In this post, we will learn about a Deep Learning based object tracking algorithm called GOTURN. The original implementation of GOTURN is in Caffe, but it has been ported to the OpenCV Tracking API and we will use this API to demonstrate GOTURN in C++ and Python.
What is Object Tracking ?
The goal of object tracking is to keep track of an object in a video sequence. A tracking algorithm is initialized with a frame of a video sequence and a bounding box to indicate the location of the object we are interested in tracking. The tracking algorithm outputs a bounding box for all subsequent frames. For more details on object tracking, check out our post on the OpenCV Object Tracking API.
What is GOTURN?
GOTURN, short for Generic Object Tracking Using Regression Networks, is a Deep Learning based tracking algorithm. The video below explains GOTURN and shows a few results.
Most tracking algorithms are trained in an online manner. In other words, the tracking algorithm learns the appearance of the object it is tracking at runtime.
Therefore, many real-time trackers rely on online learning algorithms that are typically much faster than a Deep Learning based solution.
GOTURN changed the way we apply Deep Learning to the problem of tracking by learning the motion of an object in an offline manner. The GOTURN model is trained on thousands of video sequences and does not need to perform any learning at runtime.
How does GOTURN work?
GOTURN was introduced by David Held, Sebastian Thrun, Silvio Savarese in their paper titled “Learning to Track at 100 FPS with Deep Regression Networks”.

As shown in Figure 1, GOTURN is trained using a pair of cropped frames from thousands of videos.

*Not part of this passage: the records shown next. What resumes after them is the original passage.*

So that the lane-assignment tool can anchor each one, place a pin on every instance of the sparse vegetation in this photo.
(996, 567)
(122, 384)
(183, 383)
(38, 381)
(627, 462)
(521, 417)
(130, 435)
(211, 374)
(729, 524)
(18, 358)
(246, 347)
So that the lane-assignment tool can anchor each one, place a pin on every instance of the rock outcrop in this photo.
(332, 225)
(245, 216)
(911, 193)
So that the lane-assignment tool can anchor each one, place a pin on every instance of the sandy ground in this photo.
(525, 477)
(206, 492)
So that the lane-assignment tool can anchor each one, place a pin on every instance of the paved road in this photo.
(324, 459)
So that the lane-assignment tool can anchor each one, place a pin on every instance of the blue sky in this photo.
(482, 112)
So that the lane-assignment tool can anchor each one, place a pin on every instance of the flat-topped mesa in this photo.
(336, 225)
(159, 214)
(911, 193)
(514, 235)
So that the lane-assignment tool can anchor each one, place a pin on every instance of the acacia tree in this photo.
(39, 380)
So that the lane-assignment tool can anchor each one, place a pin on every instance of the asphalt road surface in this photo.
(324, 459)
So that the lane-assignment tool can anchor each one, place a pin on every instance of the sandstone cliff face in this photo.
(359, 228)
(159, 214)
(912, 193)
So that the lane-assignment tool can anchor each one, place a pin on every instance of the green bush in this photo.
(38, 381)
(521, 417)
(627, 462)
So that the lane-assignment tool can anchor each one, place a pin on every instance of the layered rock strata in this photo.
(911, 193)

In the first frame (also referred to as the previous frame), the location of the object is known, and the frame is cropped to two times the size of the bounding box around the object. The object in the first cropped frame is always centered.

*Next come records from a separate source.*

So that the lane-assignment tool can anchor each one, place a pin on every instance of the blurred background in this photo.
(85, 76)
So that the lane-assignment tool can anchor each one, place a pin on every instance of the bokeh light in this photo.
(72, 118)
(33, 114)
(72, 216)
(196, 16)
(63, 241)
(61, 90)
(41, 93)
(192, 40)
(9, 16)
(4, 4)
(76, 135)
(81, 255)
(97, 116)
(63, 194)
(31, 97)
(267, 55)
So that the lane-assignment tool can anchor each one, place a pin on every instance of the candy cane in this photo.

The location of the object in the second frame (also referred to as the current frame) needs to be predicted. The bounding box used to crop the first frame is also used to crop the second frame. Because the object might have moved, the object is not centered in the second frame.
A Convolutional Neural Network (CNN) is trained to predict the location of the bounding box in the second frame.
If you are an absolute beginner, think of the CNN as a black box with many knobs that can be set to different values. When the settings on the knobs are right, the CNN produces the right bounding box. Initially, the settings of the knobs are random. At the time of training, we show the neural network pairs of frames for which we known the location of the object (i.e. bounding boxes). If the CNN makes a mistake, the knobs are changed in a principled way using an algorithm called back propagation so that it gradaully stops making as many mistakes. When changing the knob settings stops improving the results anymore, we say the model is trained.
GOTURN Architecture
In the previous section, we just showed the CNN as a black box. Now, let’s see what is inside the box.

Figure 2 shows the architecture of GOTURN. As mentioned before, it takes two cropped frame as input. Notice, the previous frame, shown at the bottom, is centered and our goal is the find the bounding box for the currrent frame shown on the top.
Both frames pass through a bank of convolutional layers. The layers are simply the first five convolutional layers of the CaffeNet architecture. The outputs of these convolutional layers (i.e. the pool5 features) are concatenated into a single vector of length 4096. This vector is input to 3 fully connected layers. The last fully connected layer is finally connected to the output layer containing 4 nodes representing the top and bottom points of the bounding box.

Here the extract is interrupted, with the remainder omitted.